Pero el ARN podría ser útil para tratar muchas otras enfermedades, en particular el cáncer, para exacerbar el sistema inmunológico y educarlo para reconocer una célula cancerosa, pero también enfermedades raras, enfermedades crónicas, para reemplazar una proteína que es deficiente, como la insulina en el caso de la diabetes.

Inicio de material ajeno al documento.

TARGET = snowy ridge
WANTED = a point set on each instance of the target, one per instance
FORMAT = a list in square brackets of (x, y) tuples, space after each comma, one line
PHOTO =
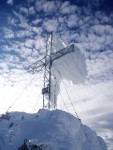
[(57, 129)]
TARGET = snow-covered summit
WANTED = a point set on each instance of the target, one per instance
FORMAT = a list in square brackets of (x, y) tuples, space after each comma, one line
[(56, 129)]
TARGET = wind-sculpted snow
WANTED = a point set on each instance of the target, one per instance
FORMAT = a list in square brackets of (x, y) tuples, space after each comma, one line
[(56, 129)]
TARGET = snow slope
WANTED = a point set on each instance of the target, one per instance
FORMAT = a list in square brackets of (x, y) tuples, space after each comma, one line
[(57, 129)]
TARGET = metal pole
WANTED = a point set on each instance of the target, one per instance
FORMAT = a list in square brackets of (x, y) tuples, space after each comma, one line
[(45, 73), (51, 34)]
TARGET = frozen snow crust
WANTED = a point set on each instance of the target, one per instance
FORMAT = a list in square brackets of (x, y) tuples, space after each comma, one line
[(57, 129)]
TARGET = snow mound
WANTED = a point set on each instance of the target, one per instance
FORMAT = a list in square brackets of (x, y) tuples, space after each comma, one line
[(55, 129)]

“Así que nos damos cuenta de que el ARN mensajero puede ser un tratamiento terapéutico revolucionario porque es relativamente simple de producir y desaparece con el tiempo”. Pero el ARN mensajero es caro de producir, del orden de varios miles de euros por gramo, ya que depende de productos comprados principalmente en China y Estados Unidos, lo que resulta en un aumento de los precios de las dosis de vacunas basadas en ARN en comparación con una vacuna clásica.

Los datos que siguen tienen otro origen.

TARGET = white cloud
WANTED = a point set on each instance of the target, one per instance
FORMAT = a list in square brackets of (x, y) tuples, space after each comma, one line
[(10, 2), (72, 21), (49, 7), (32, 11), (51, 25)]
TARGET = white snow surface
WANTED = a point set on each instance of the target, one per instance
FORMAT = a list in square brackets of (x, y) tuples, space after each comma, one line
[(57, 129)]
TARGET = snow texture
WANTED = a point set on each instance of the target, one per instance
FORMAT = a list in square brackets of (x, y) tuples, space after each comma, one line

Eso es lo que ByoRNA propone cambiar, es decir, ofrecer un medio para producir este ARN a un costo mucho menos prohibitivo y, por lo tanto, dar acceso a todos los pacientes a tratamientos innovadores, trabajando con una tecnología inventada por una de las cofundadoras de la empresa, Chantal Pichon, que consiste en producir ARN en levadura.
“La ventaja es que la levadura puede producir un ARN completo sin necesidad de materias primas exóticas, ya que una levadura es lo que tenemos en el pan, en la cerveza, un medio de cultivo muy simple y sobre todo a escalas muy grandes, ya que se utiliza en la agroalimentación y también en el farmacéutico para producir proteínas”, explica Thierry Ziegler.
“Así que hay un impacto social, un impacto ecológico, pero sobre todo la voluntad de ayudar a los demás, que es realmente el ADN de ByoRNA. Es un equipo de expertos competentes que trabaja para ayudar a los pacientes a tener acceso a tratamientos innovadores”, concluye Thierry Ziegler.